Montrant que forme et fond sont liés, le délégué ukrainien a accusé en outre la Russie de surcharger l’ordre du jour du Conseil afin de « créer de la lassitude » et de détourner l’attention de la guerre en Ukraine.  « Cette guerre a illustré les limites de l’action du Conseil en raison du veto exercé par le pays agresseur lui-même », a appuyé l’Allemagne. 
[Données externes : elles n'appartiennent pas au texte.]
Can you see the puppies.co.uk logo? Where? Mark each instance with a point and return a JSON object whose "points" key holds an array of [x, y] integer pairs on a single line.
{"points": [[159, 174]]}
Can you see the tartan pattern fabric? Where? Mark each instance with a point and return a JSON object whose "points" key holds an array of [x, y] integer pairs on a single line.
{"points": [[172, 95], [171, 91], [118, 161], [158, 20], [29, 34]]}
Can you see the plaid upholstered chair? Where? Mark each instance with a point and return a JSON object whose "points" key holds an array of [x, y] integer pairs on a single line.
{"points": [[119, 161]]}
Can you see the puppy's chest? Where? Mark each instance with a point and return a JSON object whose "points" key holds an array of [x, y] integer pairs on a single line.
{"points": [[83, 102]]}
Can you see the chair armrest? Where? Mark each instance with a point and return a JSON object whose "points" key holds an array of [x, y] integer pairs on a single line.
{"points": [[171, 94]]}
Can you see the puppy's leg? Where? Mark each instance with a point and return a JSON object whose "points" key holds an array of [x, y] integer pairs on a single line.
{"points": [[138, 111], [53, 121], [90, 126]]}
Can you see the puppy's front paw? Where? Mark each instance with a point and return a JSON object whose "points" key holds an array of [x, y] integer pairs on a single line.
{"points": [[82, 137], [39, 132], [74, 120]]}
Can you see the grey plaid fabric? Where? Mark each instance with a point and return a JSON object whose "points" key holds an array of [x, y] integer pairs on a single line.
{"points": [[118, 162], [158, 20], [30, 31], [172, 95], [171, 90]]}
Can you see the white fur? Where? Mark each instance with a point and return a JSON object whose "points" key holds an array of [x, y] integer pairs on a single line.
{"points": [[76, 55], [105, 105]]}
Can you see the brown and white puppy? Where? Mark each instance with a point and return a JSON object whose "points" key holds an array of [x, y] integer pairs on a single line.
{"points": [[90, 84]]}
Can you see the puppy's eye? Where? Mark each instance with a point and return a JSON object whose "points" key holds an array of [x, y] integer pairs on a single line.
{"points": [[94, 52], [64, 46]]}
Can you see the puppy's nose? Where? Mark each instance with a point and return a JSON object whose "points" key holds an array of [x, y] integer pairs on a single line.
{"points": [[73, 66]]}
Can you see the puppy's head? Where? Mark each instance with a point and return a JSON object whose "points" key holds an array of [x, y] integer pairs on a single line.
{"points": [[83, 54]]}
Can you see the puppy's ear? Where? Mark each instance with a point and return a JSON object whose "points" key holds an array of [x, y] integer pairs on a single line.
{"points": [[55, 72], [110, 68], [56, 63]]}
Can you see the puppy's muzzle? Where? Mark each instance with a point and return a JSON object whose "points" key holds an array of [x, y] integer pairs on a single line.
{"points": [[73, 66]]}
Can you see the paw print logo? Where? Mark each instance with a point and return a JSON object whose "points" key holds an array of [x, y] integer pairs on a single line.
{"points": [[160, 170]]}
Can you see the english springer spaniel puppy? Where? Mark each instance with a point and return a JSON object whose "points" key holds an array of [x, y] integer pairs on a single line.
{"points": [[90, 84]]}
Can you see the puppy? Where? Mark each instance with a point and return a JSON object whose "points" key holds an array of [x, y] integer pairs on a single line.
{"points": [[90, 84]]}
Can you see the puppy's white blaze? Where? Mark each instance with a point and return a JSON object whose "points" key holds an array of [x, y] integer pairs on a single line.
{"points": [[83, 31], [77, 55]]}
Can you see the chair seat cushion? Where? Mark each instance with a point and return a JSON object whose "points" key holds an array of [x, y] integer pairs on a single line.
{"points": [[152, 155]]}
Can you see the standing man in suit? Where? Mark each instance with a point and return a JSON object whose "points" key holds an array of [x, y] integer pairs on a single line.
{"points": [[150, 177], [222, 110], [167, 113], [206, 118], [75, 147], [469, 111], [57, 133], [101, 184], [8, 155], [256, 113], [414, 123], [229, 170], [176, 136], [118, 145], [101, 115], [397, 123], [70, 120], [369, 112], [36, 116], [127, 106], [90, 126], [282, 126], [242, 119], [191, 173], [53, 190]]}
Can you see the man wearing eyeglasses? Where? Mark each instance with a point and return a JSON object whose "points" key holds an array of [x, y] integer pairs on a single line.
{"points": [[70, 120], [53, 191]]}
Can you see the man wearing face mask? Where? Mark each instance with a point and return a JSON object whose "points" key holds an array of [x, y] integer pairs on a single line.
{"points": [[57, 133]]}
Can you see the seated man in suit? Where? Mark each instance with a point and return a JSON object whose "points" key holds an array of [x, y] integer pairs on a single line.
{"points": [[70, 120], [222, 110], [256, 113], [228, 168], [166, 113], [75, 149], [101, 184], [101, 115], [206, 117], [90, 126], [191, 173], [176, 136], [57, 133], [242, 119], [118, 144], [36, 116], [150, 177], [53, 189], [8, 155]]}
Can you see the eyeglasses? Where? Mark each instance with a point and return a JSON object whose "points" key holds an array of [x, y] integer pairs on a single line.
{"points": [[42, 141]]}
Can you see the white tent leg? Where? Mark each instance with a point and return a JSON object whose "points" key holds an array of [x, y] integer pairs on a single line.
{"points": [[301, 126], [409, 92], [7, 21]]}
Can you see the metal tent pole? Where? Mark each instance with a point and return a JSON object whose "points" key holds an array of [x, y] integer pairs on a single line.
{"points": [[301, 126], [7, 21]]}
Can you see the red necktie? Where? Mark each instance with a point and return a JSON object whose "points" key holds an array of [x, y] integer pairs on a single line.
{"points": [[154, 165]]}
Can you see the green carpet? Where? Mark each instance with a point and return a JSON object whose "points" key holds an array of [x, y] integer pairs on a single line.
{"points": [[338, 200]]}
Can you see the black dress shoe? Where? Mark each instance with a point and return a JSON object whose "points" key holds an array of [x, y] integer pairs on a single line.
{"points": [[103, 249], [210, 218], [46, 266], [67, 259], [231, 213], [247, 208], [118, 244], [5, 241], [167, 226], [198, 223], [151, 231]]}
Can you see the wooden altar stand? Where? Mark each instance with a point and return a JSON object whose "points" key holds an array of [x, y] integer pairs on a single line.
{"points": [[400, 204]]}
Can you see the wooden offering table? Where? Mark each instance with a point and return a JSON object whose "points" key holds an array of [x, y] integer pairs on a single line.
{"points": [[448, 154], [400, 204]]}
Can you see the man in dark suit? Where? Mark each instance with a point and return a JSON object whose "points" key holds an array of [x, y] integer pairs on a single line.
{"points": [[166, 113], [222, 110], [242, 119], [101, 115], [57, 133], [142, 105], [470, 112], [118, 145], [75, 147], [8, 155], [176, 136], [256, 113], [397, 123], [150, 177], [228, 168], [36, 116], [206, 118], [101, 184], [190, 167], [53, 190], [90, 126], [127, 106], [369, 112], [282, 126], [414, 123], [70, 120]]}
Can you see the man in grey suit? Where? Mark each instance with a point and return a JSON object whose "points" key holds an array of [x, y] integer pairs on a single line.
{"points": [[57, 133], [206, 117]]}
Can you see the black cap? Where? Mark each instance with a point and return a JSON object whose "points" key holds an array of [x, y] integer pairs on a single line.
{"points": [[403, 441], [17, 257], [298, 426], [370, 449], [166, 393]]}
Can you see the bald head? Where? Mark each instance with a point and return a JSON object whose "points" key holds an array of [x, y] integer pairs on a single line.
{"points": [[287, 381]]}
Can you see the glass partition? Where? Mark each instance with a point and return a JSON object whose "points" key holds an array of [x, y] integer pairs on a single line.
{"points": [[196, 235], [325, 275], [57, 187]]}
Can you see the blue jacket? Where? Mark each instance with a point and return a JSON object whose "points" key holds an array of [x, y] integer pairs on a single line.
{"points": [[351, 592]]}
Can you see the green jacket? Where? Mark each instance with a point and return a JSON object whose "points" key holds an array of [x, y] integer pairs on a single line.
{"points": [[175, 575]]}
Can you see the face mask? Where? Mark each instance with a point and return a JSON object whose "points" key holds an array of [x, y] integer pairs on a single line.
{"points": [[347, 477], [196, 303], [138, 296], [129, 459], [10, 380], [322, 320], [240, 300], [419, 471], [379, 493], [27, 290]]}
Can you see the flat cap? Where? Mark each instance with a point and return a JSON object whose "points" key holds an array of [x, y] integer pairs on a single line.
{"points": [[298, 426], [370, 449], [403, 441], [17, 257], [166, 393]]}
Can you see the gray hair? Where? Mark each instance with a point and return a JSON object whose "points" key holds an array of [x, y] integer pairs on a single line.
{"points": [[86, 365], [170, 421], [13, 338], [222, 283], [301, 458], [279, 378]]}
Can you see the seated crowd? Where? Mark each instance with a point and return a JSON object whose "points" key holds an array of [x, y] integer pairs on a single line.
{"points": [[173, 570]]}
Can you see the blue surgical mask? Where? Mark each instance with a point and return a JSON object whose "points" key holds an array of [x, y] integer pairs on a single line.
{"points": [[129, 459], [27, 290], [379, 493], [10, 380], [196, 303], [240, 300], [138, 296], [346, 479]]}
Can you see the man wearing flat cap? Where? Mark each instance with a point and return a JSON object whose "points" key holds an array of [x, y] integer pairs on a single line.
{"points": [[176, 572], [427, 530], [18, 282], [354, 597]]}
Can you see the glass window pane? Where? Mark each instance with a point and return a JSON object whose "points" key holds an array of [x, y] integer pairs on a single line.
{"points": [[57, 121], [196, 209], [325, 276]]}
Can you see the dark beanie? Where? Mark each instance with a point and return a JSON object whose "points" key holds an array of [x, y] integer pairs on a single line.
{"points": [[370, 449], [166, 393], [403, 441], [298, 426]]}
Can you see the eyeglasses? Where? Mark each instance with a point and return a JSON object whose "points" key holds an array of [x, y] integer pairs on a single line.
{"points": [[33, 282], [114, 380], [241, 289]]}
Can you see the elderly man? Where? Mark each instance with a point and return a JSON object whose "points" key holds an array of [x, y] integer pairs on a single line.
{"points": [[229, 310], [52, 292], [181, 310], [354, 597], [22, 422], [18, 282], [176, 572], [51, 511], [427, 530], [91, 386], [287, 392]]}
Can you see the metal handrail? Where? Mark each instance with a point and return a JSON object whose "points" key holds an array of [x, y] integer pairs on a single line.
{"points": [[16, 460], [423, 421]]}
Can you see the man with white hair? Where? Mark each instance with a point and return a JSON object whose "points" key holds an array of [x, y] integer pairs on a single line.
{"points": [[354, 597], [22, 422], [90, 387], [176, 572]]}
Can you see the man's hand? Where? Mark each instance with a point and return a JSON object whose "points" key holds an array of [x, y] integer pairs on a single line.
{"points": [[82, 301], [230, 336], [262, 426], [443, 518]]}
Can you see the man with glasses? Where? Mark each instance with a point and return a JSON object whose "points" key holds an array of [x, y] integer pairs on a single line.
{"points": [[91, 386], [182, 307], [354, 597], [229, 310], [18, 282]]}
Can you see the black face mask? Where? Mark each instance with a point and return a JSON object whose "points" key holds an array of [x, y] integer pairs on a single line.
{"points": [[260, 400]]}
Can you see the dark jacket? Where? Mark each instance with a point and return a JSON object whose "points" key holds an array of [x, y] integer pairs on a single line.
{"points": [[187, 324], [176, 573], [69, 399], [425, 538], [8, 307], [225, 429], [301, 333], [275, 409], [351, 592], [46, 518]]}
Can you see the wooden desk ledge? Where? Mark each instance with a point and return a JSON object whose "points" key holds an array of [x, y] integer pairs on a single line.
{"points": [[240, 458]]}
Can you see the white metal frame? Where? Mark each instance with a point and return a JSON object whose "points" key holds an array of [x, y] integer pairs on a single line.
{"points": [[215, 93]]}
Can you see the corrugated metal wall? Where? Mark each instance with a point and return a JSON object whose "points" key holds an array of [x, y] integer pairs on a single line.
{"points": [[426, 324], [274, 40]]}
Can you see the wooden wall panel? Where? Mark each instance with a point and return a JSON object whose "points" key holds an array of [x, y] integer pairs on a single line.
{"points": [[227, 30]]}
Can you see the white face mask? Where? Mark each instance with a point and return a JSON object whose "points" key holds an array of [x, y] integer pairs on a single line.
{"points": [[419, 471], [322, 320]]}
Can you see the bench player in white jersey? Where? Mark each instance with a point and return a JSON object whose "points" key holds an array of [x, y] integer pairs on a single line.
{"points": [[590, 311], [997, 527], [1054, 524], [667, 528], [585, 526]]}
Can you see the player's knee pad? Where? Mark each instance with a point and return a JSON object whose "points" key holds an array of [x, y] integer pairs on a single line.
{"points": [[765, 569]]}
Enfin, les délégations, comme à l’accoutumée, ont demandé une réforme du Conseil de sécurité pour le rendre plus représentatif.  « Il est temps que le Conseil agisse au nom de tous les États Membres et cela ne pourra être le cas qu’après un élargissement du Conseil dans ses deux catégories de membres », a tranché l’Inde, appuyée par l’Afrique du Sud et le Pakistan.

 

(En raison de la crise de liquidités qui affecte l’Organisation des Nations Unies, la Section des communiqués de presse est contrainte de modifier le format de la couverture des réunions.)